Generally, all database join principles can be summarized into few categories, and here we mainly discuss two that we encounter most frequently in our daily work:

  1. HashJoin
  2. BroadcastJoin
  3. Sort-Merge Join

HashJoin

This principle of hash join is provided on the official MySQL website. The example here is select * from countries, persons where countries.id = persons.country_id. Generally, hash join consists of three steps:

  1. Determine the Build Table (mapping table, small table) and the Probe Table (probe table, large table). The Build Table is used to construct a Hash Table, and the Probe Table will traverse all its keys to match them with the generated Hash Table.
  2. The Build Table constructs the Hash Table. Sequentially read data from Build Table (country), and for each row of data, hash according to the join key (item.id) to the corresponding Bucket to generate a record in the hash table. Data is cached in memory.
  3. The Probe Table scan. Sequentially scan the data of the Probe Table (order), use the same hash function to map the records in the Hash Table, successful mapping will then check the join condition (item.id= order.i_id), and if the match is successful, the two can be joined together.

BroadcastJoin

In Spark world, if you were the designer at that time, how would you do it? You must be able to think that we can send this small table to the data in each partition of the big table for hash join, right? Yes, this is the principle of Spark’s broadCastJoin. From here we can know that if data skew occurs here, it must be that the partition of the large table itself is unreasonable, because there is no partition in the small table, and each replica will be sent to each partition of the big table. So, a simple repartition on the big table can actually solve most problems. If your table is too large and the burden of repartition is too heavy, you may use our ultimate solution mentioned below, salt key.

SortMergeJoin

But there is a premise for the above broadcast join, that is, one of the tables is small. But in many cases, both of our tables are big. How does Spark handle this situation? As shown in the graph below:

1. Shuffle stage: Repartition the two large tables according to the join key. In this example, we partition according to customer_id, and the data of the two tables will be distributed across the entire cluster for distributed parallel processing.

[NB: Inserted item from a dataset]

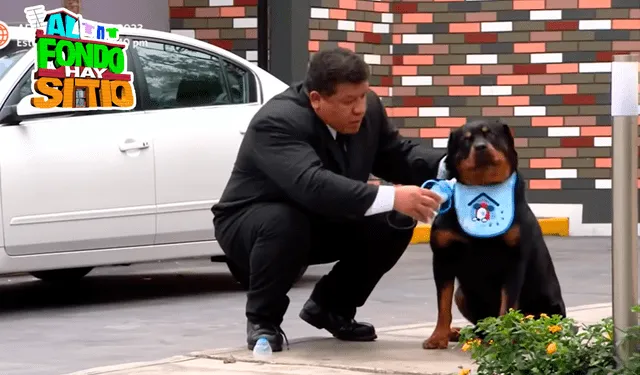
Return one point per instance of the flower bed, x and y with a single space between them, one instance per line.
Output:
515 344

2. Sort stage: Sort the data of the two tables in a single partition node. Spark has already done the relevant work by default, so we won’t expand on it here.

3. Merge stage: Perform a join operation on the sorted data of the two partition tables. The join operation is simple, just traverse the two sorted sequences, which you should all be very familiar with from the leetcode.

After explaining the principles of several classic joins, what should we do when we encounter data skewness related to join?

Let’s start with the most primitive solution. Actually, our most basic need is to make data as evenly distributed as possible for parallel processing in the system. Suppose we have two tables, one is a Hello table, and the other is a World table, select * from hello, world on hello.id = world.id. (Excuse my poor drawing)

Assume that hello is the big table here, and world is the small one. We can see that if we join directly, the three pieces of data will all be calculated in one task, while the other task only needs to handle one piece of data. This is a typical data skew. To solve this problem, we add two steps before join:

1.  Add random prefixes a, b, c to the id of the hello table;

2.  Add random prefixes a, b, c to each piece of data in the world table, which means it has increased 3 times.

Then we carry on with join, and at this point we find that we will have at least 4 tasks dealing with these data by default, and there is only one piece of data in each task for processing, which is a lot more balanced. Moreover, every piece of data that has been prefixed randomly in Hello can find the corresponding World, because we have expanded World.

In the end of the processing, we remove the prefix and reduce it according to the previous normal logic.

This is actually the famous salt key technique. Here we actually have an implicit prerequisite that the world table is small, so we have expanded the world table under this assumption condition. But what if the world table is also a big one? Actually we just need to be flexible and observe what the hot keys are, and then expand those hot keys. For example, above we can only expand world of id 1.

The above techniques are actually very practical in our daily work. Combined with our previous simple and practical repartition, we can basically solve 80% of performance bottleneck problems caused by data skew.